ATM makers issue alert after 'jackpotting' hacks target US cash machines

ATM "jackpotting" is a sophisticated hack in which thieves gain physical access to the machine and, with the help of malware or specialised electronics, force ATMs to spit out huge volumes of cash.

NCR Corp., a leading ATM manufacturer, said in a advisory sent to its customers that it had received reports about "jackpotting" attacks, also known as "logical attacks", against US ATMs, but its equipment had not been affected in the recent attacks, security news website KrebsOnSecurity reported.

"This represents the first confirmed cases of losses due to logical attacks in the US," read the NCR alert.

"This should be treated as a call to action to take appropriate steps to protect their ATMs against these forms of attack(s) and mitigate any consequences."

However, NCR did not identify any victims or the amount of money stolen, Xinhua reported on Monday.

Meanwhile, ATM maker Diebold Nixdorf said in a separate alert that they were informed by US authorities about potential "jackpotting" attacks moving from Mexico to the US within the next days.

A confidential US Secret Service alert sent to banks said the hackers have been attacking stand-alone cash machines routinely located in pharmacies, big box retailers and drive-thru ATMs.

"During previous attacks, fraudsters dressed as ATM technicians and attached a laptop computer with a mirror image of the ATMs' operating system along with a mobile device to the targeted ATM," said the confidential alert.

Cyber criminals remotely attacked cash machines in more than a dozen countries across Europe in 2016, media reported, citing statistics from Russian cyber security firm Group IB.

According to Kaspersky Lab, a Russian cyber security firm, outdated computer hardware and software are among the reasons for ATMs vulnerability to hacks.

"It is quite possible that no exceedingly 'hi-tech' efforts are needed" to hack an ATM, wrote the company in a blog post in 2016.

The vast majority of today's ATMs still use Windows XP operating system, whose developer Microsoft had dropped its support since early 2014, said the company.

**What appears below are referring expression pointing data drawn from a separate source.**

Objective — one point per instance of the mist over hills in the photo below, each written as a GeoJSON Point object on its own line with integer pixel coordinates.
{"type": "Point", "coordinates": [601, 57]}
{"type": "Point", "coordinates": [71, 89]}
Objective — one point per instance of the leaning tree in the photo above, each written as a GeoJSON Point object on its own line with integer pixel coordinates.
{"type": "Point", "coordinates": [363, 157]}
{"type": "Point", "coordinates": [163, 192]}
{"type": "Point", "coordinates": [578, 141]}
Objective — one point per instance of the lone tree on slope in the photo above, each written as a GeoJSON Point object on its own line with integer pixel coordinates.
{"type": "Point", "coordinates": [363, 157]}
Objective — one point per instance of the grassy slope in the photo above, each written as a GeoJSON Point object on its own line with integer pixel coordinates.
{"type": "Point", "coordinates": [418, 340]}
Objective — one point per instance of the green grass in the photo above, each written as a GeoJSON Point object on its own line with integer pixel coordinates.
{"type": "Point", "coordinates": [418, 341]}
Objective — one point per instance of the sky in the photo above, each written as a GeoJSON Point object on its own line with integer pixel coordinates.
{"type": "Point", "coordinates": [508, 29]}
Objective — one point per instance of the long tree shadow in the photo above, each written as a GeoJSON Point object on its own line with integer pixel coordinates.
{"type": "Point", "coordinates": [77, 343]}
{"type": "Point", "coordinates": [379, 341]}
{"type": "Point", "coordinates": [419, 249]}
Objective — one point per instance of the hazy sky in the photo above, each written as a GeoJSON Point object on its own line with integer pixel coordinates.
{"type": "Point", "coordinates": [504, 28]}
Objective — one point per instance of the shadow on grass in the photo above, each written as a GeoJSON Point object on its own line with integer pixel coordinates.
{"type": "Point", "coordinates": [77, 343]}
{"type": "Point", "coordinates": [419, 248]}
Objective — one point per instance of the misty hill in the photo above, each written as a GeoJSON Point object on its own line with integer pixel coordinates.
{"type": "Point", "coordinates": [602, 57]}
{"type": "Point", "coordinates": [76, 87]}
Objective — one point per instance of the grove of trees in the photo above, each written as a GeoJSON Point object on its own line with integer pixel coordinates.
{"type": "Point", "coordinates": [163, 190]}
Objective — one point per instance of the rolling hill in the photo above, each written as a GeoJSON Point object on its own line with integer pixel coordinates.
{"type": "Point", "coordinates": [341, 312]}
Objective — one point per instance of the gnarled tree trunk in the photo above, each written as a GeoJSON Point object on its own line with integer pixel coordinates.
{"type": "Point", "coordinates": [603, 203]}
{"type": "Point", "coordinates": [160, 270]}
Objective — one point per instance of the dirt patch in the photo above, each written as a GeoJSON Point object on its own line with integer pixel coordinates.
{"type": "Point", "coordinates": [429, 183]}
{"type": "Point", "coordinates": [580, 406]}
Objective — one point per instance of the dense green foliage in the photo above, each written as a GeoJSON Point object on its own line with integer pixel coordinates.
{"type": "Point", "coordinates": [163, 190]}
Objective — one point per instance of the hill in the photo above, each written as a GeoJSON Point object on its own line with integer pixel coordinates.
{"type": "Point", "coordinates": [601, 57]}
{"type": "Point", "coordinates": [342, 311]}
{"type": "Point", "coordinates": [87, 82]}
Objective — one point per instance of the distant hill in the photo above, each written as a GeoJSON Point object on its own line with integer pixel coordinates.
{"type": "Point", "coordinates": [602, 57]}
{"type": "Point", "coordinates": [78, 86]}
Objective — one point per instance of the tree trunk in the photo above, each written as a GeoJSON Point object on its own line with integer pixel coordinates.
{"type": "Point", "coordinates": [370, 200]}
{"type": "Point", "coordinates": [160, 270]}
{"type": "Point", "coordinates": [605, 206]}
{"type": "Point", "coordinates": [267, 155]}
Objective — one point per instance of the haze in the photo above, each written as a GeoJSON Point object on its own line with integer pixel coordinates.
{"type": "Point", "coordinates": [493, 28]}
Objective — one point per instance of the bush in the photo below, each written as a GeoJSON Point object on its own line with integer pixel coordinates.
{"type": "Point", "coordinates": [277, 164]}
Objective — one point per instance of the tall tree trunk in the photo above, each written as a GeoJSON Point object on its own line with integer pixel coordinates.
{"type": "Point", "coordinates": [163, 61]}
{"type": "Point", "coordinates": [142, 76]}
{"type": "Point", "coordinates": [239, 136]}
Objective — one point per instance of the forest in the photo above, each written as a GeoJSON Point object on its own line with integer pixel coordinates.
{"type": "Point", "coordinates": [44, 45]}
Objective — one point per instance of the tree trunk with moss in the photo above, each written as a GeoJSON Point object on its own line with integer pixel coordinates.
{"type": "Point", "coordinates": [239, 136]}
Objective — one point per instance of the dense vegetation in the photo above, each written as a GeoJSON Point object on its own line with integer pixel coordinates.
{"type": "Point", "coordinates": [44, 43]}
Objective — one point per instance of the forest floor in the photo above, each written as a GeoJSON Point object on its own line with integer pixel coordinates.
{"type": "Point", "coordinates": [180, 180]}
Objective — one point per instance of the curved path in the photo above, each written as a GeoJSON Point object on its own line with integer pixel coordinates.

To reduce the risk of attack on cash machines, Kaspersky Lab suggested measures including updating ATM's journaling file system and implementing authenticated dispensing and cryptographic protection.

Olga Kochetova, security expert at Kaspersky Lab's penetration testing department, noted that it is the long-time disbelief that cyber criminals are only interested in cyber attacks against Internet banking that causes banks and their customers huge financial losses.

"They are interested in these attacks, but also increasingly see the value in exploiting ATM vulnerabilities, because direct attacks against such devices significantly shortens their route to real money," she said in the blog post.